Friday, 24 January 2020

Vague thoughts on school dress codes

The following is a first draft of a brief position statement I wanted to write regarding the problem of overbearing high school dress codes. It's something that's been bugging me for years, and I finally wanted to congeal my thoughts.


I have two perspectives on the question of [our] dress code, one academic and one personal.

My personal perspective is simple. [It is] asserted (with no attempt at supporting this belief with evidence) that a looser dress code will inevitably lead the students into chaos and lawlessness, ruining their ability to learn. My personal experience says the exact opposite of this. What set off my teenage rebellious phase (starting around age 15) was not wanting to greedily expand my personal freedom, but rather anger and resentment at the school's frequent uniform-based harassment, despite my high academic achievements. It gave me the impression that my capacity to learn was not valued by the school, and that I was just seen as their marketing tool to draw in the next round of paying customers. Consequently, when I did begin to rebel, I also began to abandon my own learning, and my marks dropped considerably. What turned me around in the end and saved my academic career was not rules and punishment, but the efforts of the better teachers who showed that they valued my mind more than my looks. Now I would like to fill that supporting role for each of my own students.

From a more technical and objective perspective, dress codes have historically been rooted in classism, sexism, and other forms of unacceptable discrimination.

The notion that it is wrong to look "scruffy" is a direct attack on those who cannot afford to always dress "correctly", a trap for filtering out the poor. [This] may be a private school and a business, but we have taught many students whose parents could not always pay the full official fees, and we are a better school for this, functionally and ethically. Every student we lose to petty financial concerns is a deep loss, to the missing student, to the teachers, and to their fellow students. And every educational loss is of course an injury to society as a whole.

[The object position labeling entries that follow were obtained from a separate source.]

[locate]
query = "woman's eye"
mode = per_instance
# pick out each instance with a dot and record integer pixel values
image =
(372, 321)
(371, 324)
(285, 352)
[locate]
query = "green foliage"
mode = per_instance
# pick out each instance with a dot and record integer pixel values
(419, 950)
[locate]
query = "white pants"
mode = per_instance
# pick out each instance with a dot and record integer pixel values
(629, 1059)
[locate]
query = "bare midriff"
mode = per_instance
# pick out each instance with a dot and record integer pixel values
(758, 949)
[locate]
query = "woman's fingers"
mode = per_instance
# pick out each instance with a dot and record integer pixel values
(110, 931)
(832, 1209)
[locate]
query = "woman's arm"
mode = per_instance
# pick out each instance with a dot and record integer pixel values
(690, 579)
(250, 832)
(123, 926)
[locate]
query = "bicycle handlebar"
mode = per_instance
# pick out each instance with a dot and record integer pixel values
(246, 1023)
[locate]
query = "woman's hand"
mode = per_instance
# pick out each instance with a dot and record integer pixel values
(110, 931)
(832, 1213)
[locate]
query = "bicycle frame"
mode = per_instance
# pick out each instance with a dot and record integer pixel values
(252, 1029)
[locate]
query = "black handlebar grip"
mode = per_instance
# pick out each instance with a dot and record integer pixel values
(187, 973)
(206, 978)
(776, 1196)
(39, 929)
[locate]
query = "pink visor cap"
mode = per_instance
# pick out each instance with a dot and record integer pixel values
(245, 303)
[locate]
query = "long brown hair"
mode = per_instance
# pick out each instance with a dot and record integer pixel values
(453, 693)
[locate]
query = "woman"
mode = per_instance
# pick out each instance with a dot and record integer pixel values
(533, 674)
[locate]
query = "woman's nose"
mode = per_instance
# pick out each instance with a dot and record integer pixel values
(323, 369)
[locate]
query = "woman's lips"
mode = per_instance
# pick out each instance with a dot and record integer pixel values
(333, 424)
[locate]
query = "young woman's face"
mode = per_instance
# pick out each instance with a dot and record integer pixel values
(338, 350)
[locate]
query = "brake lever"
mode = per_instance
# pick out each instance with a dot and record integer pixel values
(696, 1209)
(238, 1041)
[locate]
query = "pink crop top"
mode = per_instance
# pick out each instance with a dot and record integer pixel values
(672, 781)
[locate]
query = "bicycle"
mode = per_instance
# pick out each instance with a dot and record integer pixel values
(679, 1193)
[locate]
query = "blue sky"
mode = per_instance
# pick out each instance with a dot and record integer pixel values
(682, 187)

Distinctions between girls' and boys' dress codes similarly existed solely to mark and enforce outdated and harmful gender stereotypes. Our education is not aimed separately at boys vs. girls, young men vs. young women. It is aimed universally at students, those who wish to learn. No part of our dress code should pretend otherwise.

And most broadly of all, dress codes tend to be culturally exclusionary. The 'formal' and 'business casual' looks that most South African (and many international) businesses take for granted today are simply slightly modern forms of 19th century European upper class dress (particularly the obligatory but very impractical buttoned shirt, tie, and inflexible, non-gripping office shoes). This arbitrary fashion standard was imposed on the rest of the world during colonial times, and we should feel no obligation to maintain it anymore in the 21st century.

Lastly, I worry that we are doing a disservice to our students if we over-emphasize their looks and unimportant standards of outer appearance. We run the risk of encouraging them to become shallow and obsessed with a trivial facade of style over substance. If we want to teach them good standards of self-discipline and academic ambition, then we should teach these standards directly and honestly, and not couch them in a confusing and distracting mess of unrelated superficiality. Even more valuably, we can use this as an opportunity to teach them to enjoy and accept all the diversity of human culture, old and new, from all over the world. I have no doubt that most parents, presented with this perspective, will appreciate and accept our goals.

Consequently, I feel our senior dress code should tend to aim for maximum inclusion and acceptance. Only when clothing or adornment demonstrably hinders learning should it be addressed (but not punished).